Chapter 3 Notes

CHAPTER 3

 Audio Mixer - electronic component that allows the technician to select and combine audio sources.       

Inputs:  Two most common types of inputs in an audio mixer are the microphone inputs and line inputs. Microphone inputs can be for either high or low impedance microphones or both.  Inputs can also be for CD players, audio cassette players, VCR’s and MP3 players. 

Level Controls: Controls on audio mixers make sounds louder and others softer.  Two types of level controls are the fader bars and potentiometers or “pots”.  Fader bars slide vertically (up and down).  Potentiometers (pots) move clockwise or counter clockwise.   

Volume Unit Meter or VU Meter: Indicates the strength of an audio signal.  Audio inputs should peak at 100% and never go over that level.  Two types of VU meters are LED and Analog.   In LED VU Meters, green lights are safe and lights above 100% are red.    Analog VU Meters have a needle that moves like a car's speedometer.  As audio levels increase the needle moves to the right.    

Outputs:Mixed audio can be output to VCR for recording, public address system, audio system for recording.  

Trim: An audio mixer control that lets the technician adjust the level of individual microphones.   

Balance (Pan): The balance control is a button on audio mixer that lets the technician send each input to either the right or left channel on a stereo audio mixer.   

Equalization (EQ): Controls the amount of bass, midrange and treble tones in each audio input.   

Mute: On-off button near input fader bar that instantly mutes that input.   

Cue: Button on audio mixer that lets the technician hear through headphones to check if audio is cued to the right place without the audience hearing the music or sound being cued.   

Send: Button on audio mixer that creates a separate audio output.   

The following sources are often connected to an audio mixers line inputs:  VCR, CD Player, audio cassette player, MP3 player, DVD player, computer   

Four types of connectors used in audio equipment:  1.) XLR - typically found in low impedance microphones 2.) 1/4 inch phone plug - used by high impedance microphones 3.) RCA phono - connects audio sources to audio mixers and home stereo equipment.  Capable of carrying only one signal, need two (a pair) for a stereo signal.  A pair of RCA phono cords is called a patch cord. 4.) 1/8 inch mini-jack - similar in shape to phone connector only smaller.  Used in portable stereo equipment.   

Adapters convert type of connector to meet your audio mixer's input jack.  Adapters don't change impedance.   

Matching line transformers change impedance.   

Audio dub - The process of erasing an old audio track and replacing it with a new one.  .

Production music – Music you can use in your projects that you create yourself or is provided by the editing software so you don’t have to worry about copyright infringement.  Garage Band (Mac)/ SmartSound (Adobe Premiere). 

 

 Vocabulary:

Commercial - A paid advertisement on radio or television promoting  a product or service. 
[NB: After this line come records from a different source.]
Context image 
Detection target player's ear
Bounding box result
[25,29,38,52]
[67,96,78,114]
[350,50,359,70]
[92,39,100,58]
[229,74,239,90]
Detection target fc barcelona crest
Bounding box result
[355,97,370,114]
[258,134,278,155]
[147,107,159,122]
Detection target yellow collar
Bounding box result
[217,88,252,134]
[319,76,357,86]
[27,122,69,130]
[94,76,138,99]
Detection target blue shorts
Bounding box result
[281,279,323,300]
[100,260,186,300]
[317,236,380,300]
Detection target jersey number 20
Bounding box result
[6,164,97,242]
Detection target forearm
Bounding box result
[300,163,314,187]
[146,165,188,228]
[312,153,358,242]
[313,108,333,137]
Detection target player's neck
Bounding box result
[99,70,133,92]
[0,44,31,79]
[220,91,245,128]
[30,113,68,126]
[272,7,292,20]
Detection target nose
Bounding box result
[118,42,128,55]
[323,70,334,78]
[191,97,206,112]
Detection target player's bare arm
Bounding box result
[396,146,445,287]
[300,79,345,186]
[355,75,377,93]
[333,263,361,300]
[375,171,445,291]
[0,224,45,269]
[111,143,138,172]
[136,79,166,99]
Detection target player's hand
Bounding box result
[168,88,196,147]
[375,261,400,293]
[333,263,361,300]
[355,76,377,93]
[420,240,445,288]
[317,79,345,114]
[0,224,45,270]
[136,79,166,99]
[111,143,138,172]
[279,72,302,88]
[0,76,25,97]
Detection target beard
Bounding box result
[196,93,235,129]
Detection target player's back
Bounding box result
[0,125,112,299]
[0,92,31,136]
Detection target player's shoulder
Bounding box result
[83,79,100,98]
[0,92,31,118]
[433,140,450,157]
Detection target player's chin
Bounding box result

Target audience/target group  - The main group of people that the commercial is trying  to reach and convince to buy the product or service.  

Message-  The central idea that the creators of a commercial want  the target audience to believe.   “This face cream will make you look  younger and feel more attractive”   

Logo  -  A mark or symbol that represents a company or product.  Logos can include visuals or letters or both.  

Slogan -  Short and memorable phrase used to promote a product. Ex.  Nike's - “Just do it” / “Better ingredients, better  pizza”  Papa John's  

Celebrity  endorsement  - When a famous person talks about the good qualities of a product to promote it. 

Testimonials - When a private citizen (regular person) talks about the good qualities of a product to promote it.  

Voice-over - Narration or commentary. When we hear the person  speaking, but we do not see them.  Instead we see  video of what they are talking about.